Following the conclusion of the second Test, Jonny Bairstow and Mark Wood were added to England's squad for the third Test. Moeen Ali returned home to England, therefore missing the last two Test matches. On 17 February 2021, the BCCI announced the squad for the last two Test matches, with Umesh Yadav joining the team and replacing Shardul Thakur. The BCCI also retained the same five net bowlers, K. S. Bharat and Rahul Chahar as standby players, and released Abhimanyu Easwaran, Shahbaz Nadeem and Priyank Panchal for the Vijay Hazare Trophy.

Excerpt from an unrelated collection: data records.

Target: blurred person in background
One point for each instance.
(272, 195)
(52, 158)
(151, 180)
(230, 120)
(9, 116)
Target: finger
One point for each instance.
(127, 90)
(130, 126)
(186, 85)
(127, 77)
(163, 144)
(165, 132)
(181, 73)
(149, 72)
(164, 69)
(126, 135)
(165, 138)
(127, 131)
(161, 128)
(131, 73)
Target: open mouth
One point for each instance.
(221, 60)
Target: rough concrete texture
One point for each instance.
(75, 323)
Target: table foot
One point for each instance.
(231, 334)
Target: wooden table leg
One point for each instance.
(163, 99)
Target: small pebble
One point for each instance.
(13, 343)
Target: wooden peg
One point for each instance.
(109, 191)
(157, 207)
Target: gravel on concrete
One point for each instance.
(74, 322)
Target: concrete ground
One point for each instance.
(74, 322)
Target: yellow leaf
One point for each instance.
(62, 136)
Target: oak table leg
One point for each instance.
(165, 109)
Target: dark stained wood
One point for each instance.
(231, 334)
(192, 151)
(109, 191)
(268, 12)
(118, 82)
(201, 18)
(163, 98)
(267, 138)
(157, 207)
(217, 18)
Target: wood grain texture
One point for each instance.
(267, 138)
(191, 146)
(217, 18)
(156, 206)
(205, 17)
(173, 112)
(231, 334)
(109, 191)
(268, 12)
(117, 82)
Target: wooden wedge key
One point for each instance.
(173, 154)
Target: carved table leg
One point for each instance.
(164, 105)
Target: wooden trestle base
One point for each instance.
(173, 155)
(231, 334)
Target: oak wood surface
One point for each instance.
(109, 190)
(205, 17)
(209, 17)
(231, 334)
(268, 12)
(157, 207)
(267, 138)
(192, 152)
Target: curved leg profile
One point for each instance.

England's Sam Curran was originally going to be available for the fourth Test, but was ruled out of the Test match due to the logistical challenges during the pandemic. Ahead of the fourth Test, Jasprit Bumrah and Chris Woakes were released from India's and England's squads respectively.

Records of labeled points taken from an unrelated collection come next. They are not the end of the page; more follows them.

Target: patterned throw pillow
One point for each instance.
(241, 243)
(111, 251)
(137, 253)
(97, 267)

On 11 February 2021, England announced their T20I squad with Jake Ball and Matt Parkinson being named as reserves. Danny Briggs, Tom Helm and Will Jacks were also named as non-travelling reserves for England's limited-overs fixtures. Rahul Chahar was added to India's T20I squad, after being one of the standby players for the Test series. On 19 March 2021, India named their ODI squad, with Prasidh Krishna, Krunal Pandya and Suryakumar Yadav earning their maiden call-ups. Two days later, England confirmed their ODI squad, with Jofra Archer being ruled out due to an elbow injury. Jake Ball, Chris Jordan and Dawid Malan remained with the England squad as reserve players. Shreyas Iyer injured his shoulder in the first ODI match, and was ruled out of India's squad for the remaining two fixtures. Eoin Morgan was ruled out of final two ODIs, with Jos Buttler captaining England in Morgan's absence. Sam Billings was also ruled out of the second ODI with Dawid Malan added to England's squad.